Patriarcalità
La vita si allunga.
Gli apparati sanitari obbligano a campare intubando e inflebando il decrepito, anche quando il cervello è già spento da un pezzo. Il miraggio dei cento anni biografici non è poi più tanto un miraggio. Miraggio è raggiungere nella vita cento anni di qualcosa, poniamo di matrimonio o di ordinazione sacerdotale: addirittura più impensabile che eccezionale.
Però i cento anni restano comunque unità di misura biografica, visto che i cicli esistenziali sono ordinariamente suddivisi in frazione di secolo: 25, 50, 75 anni di qualcosa che, nel caso del matrimonio si chiamano rispettivamente nozze d’argento, d’oro e di diamante (mi pare). Preti e affini hanno più l’abitudine di festeggiarsi che non i coniugi, forse perché sembrano più garantiti nella permanenza degli impegni assunti. In altri termini è molto più frequente, credo anche in proporzione statistica, che si piantino due coniugi che non un prete “getti la veste (che non si porta quasi più) alle ortiche”.
Questa chiacchierata per dire che da qualche tempo i preti hanno preso l’usanza di festeggiare, oltre alle ricorrenze di cui sopra, anche altri significativi traguardi più o meno volanti: i 40, 60 e 70 anni di ordinazione, se ci si arriva. E’ male tutto ciò? Se è male, non è un grosso male: lo è meno ancora se questi anniversari si festeggiano per celebrare non il prete ma Dio che sopporta il prete con tutte i suoi limiti e debolezze.

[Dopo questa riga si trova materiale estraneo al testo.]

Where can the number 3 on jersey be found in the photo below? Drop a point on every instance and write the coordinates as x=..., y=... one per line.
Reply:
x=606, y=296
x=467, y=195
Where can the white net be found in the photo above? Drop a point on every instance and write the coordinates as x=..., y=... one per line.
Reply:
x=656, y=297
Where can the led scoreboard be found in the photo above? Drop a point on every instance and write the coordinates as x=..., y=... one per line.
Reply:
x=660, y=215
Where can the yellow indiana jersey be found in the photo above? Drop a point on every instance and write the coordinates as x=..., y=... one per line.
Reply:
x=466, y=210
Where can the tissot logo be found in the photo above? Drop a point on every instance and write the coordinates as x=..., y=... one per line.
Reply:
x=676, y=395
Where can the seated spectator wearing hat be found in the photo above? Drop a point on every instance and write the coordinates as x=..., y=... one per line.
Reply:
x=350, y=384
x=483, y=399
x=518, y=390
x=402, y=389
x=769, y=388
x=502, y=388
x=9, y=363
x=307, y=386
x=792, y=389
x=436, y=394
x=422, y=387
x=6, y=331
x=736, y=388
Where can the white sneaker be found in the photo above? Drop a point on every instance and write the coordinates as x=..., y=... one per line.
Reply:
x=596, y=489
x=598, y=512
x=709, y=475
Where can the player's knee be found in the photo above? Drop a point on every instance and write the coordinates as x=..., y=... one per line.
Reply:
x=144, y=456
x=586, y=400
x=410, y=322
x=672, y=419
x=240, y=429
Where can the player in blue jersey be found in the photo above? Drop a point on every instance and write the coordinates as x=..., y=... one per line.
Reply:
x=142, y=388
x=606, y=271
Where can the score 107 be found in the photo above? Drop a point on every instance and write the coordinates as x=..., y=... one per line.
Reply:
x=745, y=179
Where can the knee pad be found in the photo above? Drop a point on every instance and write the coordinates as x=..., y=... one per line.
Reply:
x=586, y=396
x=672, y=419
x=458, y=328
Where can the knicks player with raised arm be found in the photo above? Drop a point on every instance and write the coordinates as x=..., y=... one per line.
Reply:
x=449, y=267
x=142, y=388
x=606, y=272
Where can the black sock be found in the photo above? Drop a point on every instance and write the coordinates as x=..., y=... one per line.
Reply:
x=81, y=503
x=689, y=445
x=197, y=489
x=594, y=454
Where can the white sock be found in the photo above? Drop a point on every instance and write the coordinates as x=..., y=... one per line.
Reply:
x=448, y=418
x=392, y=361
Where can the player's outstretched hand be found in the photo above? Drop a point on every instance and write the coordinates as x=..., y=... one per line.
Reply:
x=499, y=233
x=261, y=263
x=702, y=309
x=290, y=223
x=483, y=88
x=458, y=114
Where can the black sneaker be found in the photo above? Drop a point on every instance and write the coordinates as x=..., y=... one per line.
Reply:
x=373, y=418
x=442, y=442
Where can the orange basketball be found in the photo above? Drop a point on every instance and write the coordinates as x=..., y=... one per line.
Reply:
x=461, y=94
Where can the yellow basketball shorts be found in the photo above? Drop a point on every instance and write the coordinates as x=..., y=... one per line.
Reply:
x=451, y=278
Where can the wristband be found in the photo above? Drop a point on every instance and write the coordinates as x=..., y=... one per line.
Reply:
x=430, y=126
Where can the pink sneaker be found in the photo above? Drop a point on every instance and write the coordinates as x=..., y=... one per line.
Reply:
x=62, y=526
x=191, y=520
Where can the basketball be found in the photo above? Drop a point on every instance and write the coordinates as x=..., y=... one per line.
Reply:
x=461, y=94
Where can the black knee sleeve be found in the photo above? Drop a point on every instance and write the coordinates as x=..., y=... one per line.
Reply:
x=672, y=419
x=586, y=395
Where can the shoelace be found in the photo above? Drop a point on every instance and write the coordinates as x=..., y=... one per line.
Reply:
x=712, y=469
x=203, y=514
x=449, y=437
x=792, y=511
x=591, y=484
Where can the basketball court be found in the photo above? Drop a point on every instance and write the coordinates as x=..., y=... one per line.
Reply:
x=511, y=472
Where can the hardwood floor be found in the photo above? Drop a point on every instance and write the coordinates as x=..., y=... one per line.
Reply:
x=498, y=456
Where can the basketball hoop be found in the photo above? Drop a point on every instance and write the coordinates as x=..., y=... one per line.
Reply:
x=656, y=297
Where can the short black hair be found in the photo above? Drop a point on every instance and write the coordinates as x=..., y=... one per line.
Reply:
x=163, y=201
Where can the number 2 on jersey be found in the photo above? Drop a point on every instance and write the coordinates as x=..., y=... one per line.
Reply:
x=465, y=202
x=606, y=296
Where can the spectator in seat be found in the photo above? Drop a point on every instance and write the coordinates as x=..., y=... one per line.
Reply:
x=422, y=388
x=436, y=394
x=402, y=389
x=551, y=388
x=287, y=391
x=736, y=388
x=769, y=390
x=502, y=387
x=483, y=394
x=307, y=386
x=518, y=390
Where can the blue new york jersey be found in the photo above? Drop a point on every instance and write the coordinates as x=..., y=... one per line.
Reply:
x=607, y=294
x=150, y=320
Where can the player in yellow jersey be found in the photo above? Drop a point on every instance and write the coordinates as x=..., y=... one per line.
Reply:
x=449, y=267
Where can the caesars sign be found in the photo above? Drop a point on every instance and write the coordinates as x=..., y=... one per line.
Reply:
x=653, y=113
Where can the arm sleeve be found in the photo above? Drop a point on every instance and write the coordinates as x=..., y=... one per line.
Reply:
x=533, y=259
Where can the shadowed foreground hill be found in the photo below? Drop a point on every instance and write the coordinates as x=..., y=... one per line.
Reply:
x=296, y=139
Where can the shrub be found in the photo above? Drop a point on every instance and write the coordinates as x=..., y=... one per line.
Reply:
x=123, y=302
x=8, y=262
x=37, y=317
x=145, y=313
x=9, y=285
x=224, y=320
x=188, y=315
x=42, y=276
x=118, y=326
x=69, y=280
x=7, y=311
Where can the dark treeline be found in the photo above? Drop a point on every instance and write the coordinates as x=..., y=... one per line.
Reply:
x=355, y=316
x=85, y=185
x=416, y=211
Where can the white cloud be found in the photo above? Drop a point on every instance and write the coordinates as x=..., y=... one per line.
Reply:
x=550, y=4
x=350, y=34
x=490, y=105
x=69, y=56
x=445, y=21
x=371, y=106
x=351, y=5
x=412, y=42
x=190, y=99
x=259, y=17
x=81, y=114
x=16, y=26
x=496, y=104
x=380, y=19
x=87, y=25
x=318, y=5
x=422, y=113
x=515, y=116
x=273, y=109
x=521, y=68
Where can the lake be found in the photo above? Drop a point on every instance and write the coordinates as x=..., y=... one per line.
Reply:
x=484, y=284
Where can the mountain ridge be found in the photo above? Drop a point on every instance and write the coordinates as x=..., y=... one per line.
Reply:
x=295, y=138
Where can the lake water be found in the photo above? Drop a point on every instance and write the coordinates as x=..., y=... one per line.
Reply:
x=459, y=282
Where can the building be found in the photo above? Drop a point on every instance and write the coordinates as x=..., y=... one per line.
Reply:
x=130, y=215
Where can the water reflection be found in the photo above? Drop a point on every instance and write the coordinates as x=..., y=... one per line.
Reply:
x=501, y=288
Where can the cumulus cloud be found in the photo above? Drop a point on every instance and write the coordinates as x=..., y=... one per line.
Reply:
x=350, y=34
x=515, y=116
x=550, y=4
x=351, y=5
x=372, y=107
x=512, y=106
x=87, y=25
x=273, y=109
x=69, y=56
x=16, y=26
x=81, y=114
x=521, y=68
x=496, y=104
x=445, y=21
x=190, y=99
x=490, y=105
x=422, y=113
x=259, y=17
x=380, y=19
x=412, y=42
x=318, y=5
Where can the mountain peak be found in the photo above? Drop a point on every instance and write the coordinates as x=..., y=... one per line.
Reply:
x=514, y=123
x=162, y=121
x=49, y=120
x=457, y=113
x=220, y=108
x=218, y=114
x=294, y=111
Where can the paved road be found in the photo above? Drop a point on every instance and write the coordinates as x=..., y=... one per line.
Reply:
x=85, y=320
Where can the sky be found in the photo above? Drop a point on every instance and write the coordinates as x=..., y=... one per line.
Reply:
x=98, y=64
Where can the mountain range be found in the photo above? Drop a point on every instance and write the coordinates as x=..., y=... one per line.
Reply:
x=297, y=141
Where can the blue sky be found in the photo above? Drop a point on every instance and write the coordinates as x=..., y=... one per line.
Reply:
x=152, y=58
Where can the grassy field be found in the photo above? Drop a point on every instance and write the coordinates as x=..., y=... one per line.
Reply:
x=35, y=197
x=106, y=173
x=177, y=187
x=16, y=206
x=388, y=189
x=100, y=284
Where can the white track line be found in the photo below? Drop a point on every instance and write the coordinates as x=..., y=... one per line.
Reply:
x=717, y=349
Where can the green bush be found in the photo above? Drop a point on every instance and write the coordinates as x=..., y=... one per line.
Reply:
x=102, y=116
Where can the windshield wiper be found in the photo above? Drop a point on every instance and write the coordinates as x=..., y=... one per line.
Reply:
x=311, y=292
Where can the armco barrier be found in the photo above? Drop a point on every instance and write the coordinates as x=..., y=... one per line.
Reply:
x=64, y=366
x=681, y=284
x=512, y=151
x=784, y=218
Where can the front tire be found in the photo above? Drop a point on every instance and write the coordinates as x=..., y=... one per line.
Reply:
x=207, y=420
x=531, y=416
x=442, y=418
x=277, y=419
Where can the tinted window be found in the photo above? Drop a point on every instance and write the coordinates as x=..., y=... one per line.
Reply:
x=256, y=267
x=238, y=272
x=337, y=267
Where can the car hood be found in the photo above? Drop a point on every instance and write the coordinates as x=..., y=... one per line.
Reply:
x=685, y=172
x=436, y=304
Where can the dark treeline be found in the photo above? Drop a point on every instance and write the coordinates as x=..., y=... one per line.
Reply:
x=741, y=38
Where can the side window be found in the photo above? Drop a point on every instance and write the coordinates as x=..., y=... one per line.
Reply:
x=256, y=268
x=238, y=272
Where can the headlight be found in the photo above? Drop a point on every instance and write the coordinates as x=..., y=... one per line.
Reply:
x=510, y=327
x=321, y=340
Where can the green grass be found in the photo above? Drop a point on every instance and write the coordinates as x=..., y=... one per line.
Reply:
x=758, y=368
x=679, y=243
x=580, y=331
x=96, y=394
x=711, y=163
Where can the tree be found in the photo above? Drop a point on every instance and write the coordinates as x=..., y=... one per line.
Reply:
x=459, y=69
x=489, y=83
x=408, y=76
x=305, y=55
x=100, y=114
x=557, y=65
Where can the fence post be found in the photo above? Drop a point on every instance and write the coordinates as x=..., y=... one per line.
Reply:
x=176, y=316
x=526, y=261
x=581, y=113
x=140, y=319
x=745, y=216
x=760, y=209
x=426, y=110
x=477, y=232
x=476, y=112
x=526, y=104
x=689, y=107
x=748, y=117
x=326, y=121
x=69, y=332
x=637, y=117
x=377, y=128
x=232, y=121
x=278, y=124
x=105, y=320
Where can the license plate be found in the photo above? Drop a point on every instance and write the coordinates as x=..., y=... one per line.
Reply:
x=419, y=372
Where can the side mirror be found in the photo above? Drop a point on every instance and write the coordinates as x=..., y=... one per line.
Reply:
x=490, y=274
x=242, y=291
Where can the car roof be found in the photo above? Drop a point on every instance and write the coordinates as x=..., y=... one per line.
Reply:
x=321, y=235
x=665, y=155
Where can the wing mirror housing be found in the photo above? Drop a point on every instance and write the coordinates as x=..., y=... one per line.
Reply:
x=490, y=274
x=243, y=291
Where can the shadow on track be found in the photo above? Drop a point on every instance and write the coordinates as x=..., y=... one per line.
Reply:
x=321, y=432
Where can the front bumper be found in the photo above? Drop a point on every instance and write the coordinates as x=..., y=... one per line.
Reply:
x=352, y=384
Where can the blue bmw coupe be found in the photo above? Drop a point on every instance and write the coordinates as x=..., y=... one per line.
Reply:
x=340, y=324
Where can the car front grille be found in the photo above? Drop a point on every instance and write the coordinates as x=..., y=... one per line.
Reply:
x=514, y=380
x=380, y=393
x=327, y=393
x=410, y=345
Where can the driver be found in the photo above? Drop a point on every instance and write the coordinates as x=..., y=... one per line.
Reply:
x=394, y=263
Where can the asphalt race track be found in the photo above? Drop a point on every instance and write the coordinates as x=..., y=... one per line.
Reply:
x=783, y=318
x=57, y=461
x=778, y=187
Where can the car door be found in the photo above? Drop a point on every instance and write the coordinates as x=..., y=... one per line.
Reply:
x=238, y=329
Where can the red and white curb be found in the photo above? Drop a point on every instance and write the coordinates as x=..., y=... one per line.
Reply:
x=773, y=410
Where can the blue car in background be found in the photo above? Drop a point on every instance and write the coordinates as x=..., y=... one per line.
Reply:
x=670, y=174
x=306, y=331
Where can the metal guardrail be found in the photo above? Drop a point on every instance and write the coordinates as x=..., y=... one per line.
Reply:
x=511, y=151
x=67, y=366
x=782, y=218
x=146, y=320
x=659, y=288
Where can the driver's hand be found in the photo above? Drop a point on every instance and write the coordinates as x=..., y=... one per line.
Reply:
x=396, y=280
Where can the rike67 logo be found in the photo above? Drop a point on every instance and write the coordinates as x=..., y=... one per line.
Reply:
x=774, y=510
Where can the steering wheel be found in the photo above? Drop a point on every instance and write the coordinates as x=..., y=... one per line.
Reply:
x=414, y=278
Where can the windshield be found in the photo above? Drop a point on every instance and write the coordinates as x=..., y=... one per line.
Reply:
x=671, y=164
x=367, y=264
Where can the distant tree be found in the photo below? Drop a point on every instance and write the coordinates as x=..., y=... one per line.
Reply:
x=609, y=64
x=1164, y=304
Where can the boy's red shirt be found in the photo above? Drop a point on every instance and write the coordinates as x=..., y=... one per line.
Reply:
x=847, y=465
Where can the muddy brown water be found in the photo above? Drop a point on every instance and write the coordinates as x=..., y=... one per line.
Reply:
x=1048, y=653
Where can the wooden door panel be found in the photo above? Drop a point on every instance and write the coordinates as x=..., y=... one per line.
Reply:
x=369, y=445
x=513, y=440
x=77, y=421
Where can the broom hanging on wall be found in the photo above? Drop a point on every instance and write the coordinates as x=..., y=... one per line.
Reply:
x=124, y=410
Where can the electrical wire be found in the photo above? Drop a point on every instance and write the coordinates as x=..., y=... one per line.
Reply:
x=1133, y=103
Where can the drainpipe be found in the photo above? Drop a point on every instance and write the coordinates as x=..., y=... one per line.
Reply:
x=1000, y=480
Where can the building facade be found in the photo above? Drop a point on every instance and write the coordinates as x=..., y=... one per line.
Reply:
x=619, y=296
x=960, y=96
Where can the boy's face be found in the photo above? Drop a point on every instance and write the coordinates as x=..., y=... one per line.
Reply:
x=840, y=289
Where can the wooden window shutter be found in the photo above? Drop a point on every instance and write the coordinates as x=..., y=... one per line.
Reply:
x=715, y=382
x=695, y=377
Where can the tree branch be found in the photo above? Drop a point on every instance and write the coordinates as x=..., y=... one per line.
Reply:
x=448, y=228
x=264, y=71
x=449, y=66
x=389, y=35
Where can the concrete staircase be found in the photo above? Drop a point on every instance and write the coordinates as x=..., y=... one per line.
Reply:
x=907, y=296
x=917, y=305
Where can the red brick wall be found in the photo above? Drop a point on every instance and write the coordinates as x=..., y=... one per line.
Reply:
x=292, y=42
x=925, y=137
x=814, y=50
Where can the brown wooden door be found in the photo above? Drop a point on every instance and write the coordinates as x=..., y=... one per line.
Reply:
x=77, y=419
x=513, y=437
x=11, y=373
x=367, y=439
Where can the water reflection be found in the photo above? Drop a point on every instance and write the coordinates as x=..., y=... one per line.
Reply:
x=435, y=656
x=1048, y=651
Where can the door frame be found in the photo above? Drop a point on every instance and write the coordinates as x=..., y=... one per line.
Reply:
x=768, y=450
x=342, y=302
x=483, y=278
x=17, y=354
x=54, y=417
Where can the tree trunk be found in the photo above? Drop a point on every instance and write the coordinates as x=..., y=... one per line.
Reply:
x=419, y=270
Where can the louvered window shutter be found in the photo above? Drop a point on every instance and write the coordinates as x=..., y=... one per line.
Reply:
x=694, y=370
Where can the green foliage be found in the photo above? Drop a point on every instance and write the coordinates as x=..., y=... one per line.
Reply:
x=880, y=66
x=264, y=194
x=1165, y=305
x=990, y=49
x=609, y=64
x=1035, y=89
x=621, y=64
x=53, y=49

Fatte tutte queste precisazioni e accettando la prospettiva – oggi si direbbe “autoreferenziale” – dei festeggiamenti per anniversario, al di sopra di una certa età mi pare che meritino menzione anche scadenze intermedie: ad esempio 65 anni di sacerdozio onorevolmente vissuto, mi pare che siano una consistente fetta di vita, specie se buona parte sono trascorsa nella stessa parrocchia. Per lo scrivente, che in vita sua ne ha totalizzate ben undici, una così prolungata fedeltà pastorale ha qualcosa di sovrumano.
E’ meglio il radicamento pastorale o il girotondo pastorale? Chissà. Non mancano i pro e i contro. I pro a favore del radicamento mi pare consistano soprattutto in un più facile esercizio della paternità spirituale. Il girotondo invece non consente di affezionarsi gran che a luoghi e persone, per ragioni che mi paiono evidenti. Ma forse proprio per questo è più facile far contare Dio, che è sempre lo stesso in un posto e in un altro.
Ma torniamo ai 60\65 anni di ordinazione. Se bene osservo abbiamo fra il nostro clero diocesano ben due sacerdoti insediati nella parrocchia ove tuttora si trovano, nientemeno che dall’arcivescovo Imberti, defunto nel 1967! Si tratta del parroco di Roasio, don Giovanni Carenzo, e del parroco di Arborio, il novantenne (se violo la privacy me ne frego) don Eusebio Costanzo, per il quale è scattato quest’anno il 65° di ordinazione: quel traguardo volante di cui prima dicevo.
Entrambi sono vivi, arzilli, deambulanti e pensanti. Li accomuno ora in quanto campioni di persistenza pastorale, essendo passati dal giorno del loro attuale insediamento ben quattro arcivescovi: il precitato Imberti, Mensa, Bertone, Masseroni, e stanno vedendo gli albori pastorali di Arnolfo. E c’è stata pure la giravolta del secolo e del millennio!
Mi pare che si possa parlare non solo di paternità, ma anche di “patriarcalità pastorale”, specie nel caso di don Eusebio Costanzo che si impone per i suoi raggiunti 90 anni, raccogliendo meritato affetto fra i suoi fedeli. La sua “lunga etate” – come dice Dante di Anchise (Par XIX 132) – è talmente lungi dall’essere tremula e affaticata, che si è avventurato al rifacimento della facciata della sua chiesa parrocchiale, decorata ora di imponenti e promettenti ponteggi.
Se non avessi timore di porre limiti alla Provvidenza, come diceva il novantenne papa Leone XIII, ti direi, caro don Eusebio “cento di questi giorni”!